Instance-level outcomes

We first assess the example-level query: Does the generated reply comprise any hallucination in any respect? Our massive mannequin (lettucedetect-large-v1) attains an general F1 rating of 79.22%, surpassing:

GPT-4 (63.4%),
Luna (65.4%) (the earlier cutting-edge encoder-based mannequin),
Advantageous-tuned Llama-2-13B (78.7%) as introduced within the RAGTruth paper.

It’s second solely to the fine-tuned Llama-3-8B from the RAG-HAT paper [15] (83.9%), however LettuceDetect is considerably smaller and quicker to run. In the meantime, our base mannequin (lettucedetect-base-v1) stays extremely aggressive whereas utilizing fewer parameters.

Comparison table illustrating how LettuceDetect aligns against both prompt-based methods (e.g., GPT-4) and alternative encoder-based solutions (e.g., Luna) — Picture by Creator

Above is a comparability desk illustrating how LettuceDetect aligns in opposition to each prompt-based strategies (e.g., GPT-4) and different encoder-based options (e.g., Luna). General, lettucedetect-large-v1 and lettucedect-base-v1 are very performant fashions, whereas being very efficient in inference settings.

Span-level outcomes

Past detecting if a solution incorporates hallucinations, we additionally look at LettuceDetect’s means to determine the precise spans of unsupported content material. Right here, LettuceDetect achieves state-of-the-art outcomes amongst fashions which have reported span-level efficiency, considerably outperforming the fine-tuned Llama-2-13B mannequin from the RAGTruth paper [1] and different baselines.

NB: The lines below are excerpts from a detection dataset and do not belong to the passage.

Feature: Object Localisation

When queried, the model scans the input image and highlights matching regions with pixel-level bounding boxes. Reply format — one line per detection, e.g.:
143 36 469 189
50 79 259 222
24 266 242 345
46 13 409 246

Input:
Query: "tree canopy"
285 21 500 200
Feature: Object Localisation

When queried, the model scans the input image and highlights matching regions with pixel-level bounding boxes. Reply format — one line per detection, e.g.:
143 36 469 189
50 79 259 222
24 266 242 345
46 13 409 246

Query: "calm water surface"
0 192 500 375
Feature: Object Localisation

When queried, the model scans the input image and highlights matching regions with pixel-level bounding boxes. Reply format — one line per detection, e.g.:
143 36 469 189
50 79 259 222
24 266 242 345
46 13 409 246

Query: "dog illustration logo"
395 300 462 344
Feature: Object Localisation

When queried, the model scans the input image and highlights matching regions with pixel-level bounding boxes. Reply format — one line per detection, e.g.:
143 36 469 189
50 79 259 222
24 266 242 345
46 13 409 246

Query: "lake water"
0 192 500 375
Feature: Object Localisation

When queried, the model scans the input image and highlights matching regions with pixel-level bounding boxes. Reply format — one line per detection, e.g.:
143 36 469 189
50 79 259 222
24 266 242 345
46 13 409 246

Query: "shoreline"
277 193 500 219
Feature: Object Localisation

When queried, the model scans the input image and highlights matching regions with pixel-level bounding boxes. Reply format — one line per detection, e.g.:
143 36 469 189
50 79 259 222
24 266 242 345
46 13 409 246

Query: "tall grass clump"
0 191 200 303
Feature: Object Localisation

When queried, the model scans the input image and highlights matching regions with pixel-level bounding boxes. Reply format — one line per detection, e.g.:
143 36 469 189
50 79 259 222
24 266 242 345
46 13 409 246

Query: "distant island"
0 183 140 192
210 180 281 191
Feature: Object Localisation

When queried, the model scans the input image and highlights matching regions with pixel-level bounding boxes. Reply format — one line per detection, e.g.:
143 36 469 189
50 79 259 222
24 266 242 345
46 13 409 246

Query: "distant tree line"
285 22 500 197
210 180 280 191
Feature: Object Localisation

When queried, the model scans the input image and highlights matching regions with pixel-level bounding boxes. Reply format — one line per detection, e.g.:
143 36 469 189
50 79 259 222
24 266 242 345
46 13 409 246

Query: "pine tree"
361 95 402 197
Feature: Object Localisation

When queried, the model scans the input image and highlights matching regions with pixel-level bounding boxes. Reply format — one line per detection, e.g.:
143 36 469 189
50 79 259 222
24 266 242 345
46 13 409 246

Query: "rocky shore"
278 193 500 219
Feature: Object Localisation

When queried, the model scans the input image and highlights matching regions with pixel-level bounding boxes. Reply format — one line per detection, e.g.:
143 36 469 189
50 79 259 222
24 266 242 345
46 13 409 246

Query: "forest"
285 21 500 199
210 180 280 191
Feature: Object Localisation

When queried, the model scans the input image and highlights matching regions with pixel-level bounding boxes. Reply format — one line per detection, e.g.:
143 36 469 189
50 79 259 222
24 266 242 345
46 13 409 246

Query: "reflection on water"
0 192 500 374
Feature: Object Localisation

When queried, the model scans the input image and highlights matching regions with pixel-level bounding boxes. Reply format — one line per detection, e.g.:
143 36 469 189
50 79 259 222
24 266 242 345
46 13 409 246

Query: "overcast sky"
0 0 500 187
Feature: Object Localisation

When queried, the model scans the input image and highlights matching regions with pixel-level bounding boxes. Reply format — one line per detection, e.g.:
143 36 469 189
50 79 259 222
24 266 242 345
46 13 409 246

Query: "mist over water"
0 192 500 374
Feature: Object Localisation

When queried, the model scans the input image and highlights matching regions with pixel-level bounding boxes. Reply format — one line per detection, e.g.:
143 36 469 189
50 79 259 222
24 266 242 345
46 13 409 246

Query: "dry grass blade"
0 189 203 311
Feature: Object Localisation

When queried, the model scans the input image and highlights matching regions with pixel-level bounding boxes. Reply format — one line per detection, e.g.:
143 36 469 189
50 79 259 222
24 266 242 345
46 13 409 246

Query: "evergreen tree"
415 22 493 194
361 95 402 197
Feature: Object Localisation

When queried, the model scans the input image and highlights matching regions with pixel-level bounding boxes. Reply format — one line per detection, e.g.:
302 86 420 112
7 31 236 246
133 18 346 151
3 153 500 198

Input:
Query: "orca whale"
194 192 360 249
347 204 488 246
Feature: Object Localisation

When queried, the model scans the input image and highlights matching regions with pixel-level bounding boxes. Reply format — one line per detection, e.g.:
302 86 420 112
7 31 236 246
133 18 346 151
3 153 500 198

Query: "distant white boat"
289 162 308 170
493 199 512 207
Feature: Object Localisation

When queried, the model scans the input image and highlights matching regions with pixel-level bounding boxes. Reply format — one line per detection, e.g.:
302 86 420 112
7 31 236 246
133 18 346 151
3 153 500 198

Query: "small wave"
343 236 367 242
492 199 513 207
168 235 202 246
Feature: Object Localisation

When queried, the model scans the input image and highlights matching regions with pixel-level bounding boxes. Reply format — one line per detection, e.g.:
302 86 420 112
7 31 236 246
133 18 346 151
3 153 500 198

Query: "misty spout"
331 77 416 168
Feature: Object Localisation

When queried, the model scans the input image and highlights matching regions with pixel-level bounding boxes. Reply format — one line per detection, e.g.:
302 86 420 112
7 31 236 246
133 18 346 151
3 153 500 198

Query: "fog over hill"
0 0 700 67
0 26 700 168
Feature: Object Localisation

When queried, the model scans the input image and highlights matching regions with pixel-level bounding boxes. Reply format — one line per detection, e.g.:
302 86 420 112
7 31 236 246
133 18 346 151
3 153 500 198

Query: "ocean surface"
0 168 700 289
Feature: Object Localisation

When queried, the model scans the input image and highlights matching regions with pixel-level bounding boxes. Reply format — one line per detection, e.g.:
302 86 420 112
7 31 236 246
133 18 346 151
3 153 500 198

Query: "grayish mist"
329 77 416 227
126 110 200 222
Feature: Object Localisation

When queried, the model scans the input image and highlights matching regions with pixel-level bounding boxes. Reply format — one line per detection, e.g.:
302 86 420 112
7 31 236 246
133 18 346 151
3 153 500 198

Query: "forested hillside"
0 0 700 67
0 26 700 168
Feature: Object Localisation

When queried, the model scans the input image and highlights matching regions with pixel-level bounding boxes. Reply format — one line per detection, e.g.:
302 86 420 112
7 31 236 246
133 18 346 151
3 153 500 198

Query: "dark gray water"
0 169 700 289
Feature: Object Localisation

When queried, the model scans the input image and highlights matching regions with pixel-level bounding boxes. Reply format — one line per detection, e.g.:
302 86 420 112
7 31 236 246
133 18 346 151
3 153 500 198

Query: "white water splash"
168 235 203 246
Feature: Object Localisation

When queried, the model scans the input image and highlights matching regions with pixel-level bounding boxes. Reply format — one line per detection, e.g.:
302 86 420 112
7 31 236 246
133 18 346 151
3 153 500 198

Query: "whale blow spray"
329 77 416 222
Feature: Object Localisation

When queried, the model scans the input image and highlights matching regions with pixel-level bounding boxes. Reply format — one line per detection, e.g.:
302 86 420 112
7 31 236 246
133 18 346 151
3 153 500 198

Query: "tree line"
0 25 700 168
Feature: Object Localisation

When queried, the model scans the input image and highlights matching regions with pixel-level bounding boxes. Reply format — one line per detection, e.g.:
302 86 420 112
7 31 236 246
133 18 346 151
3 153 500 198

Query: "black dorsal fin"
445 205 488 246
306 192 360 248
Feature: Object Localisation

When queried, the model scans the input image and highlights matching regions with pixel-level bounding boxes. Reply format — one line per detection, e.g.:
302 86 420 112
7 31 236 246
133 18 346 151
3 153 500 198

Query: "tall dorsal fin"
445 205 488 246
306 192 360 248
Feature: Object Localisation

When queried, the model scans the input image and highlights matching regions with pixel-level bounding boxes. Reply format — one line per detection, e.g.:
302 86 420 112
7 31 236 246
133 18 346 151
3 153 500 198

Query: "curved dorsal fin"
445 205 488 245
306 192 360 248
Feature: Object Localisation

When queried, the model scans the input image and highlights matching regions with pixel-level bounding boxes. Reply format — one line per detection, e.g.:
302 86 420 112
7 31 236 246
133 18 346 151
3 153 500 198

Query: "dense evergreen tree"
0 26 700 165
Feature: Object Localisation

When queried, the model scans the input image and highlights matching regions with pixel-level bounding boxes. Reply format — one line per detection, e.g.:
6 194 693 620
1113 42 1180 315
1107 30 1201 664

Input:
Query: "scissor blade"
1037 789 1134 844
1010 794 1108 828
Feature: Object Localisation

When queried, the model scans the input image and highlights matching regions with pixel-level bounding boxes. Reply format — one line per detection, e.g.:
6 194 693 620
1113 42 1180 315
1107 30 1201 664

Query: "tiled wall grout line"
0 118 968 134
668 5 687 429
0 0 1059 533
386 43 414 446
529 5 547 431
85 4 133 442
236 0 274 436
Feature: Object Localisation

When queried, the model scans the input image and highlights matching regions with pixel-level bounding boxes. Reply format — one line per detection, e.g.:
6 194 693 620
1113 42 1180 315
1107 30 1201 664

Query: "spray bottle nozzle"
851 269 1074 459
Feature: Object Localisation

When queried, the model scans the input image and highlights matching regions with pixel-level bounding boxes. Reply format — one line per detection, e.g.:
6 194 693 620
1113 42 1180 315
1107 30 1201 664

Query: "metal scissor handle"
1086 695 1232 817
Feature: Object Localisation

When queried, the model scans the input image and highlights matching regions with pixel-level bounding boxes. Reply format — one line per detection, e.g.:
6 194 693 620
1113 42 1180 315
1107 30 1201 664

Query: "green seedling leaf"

Most strategies, like RAG-HAT [15], don’t report span-level metrics, so we don’t evaluate to them right here.

Inference effectivity

Each lettucedetect-base-v1 and lettucedetect-large-v1 require fewer parameters than typical LLM-based detectors (e.g., GPT-4 or Llama-3-8B) and may course of 30–60 examples per second on a single NVIDIA A100 GPU. This makes them sensible for industrial workloads, real-time user-facing methods, and resource-constrained environments.

General, these outcomes present that LettuceDetect has an excellent stability: it achieves close to state-of-the-art accuracy at a fraction of the dimensions and value in comparison with massive LLM-based judges, whereas providing exact, token-level hallucination detection.

Get going

Set up the package deal:

pip set up lettucedetect

Then, you need to use the package deal as follows:

from lettucedetect.fashions.inference import HallucinationDetector

# For a transformer-based strategy:

detector = HallucinationDetector(

    methodology="transformer", model_path="KRLabsOrg/lettucedect-base-modernbert-en-v1"

)

contexts = ["France is a country in Europe. The capital of France is Paris. The population of France is 67 million.",]

query = "What's the capital of France? What's the inhabitants of France?"

reply = "The capital of France is Paris. The inhabitants of France is 69 million."

# Get span-level predictions indicating which elements of the reply are thought of hallucinated.

predictions = detector.predict(context=contexts, query=query, reply=reply, output_format="spans")

print("Predictions:", predictions)

# Predictions: [{'start': 31, 'end': 71, 'confidence': 0.9944414496421814, 'text': ' The population of France is 69 million.'}]

Conclusion

We launched LettuceDetect, a light-weight and environment friendly framework for hallucination detection in RAG methods. By using ModernBERT’s prolonged context capabilities, our fashions obtain robust efficiency on the RAGTruth benchmark whereas retaining excessive inference effectivity. This work lays the groundwork for future analysis instructions, reminiscent of increasing to further datasets, supporting a number of languages, and exploring extra superior architectures. Even at this stage, LettuceDetect demonstrates that efficient hallucination detection will be achieved utilizing lean, purpose-built encoder-based fashions.

Quotation

Should you discover this work helpful, please cite it as follows:

@misc{Kovacs:2025,
      title={LettuceDetect: A Hallucination Detection Framework for RAG Purposes}, 
      creator={Ádám Kovács and Gábor Recski},
      12 months={2025},
      eprint={2502.17125},
      archivePrefix={arXiv},
      primaryClass={cs.CL},
      url={https://arxiv.org/abs/2502.17125}, 
}

Additionally, in the event you use our code, please don’t neglect to provide us a star ⭐ on our GitHub repository here.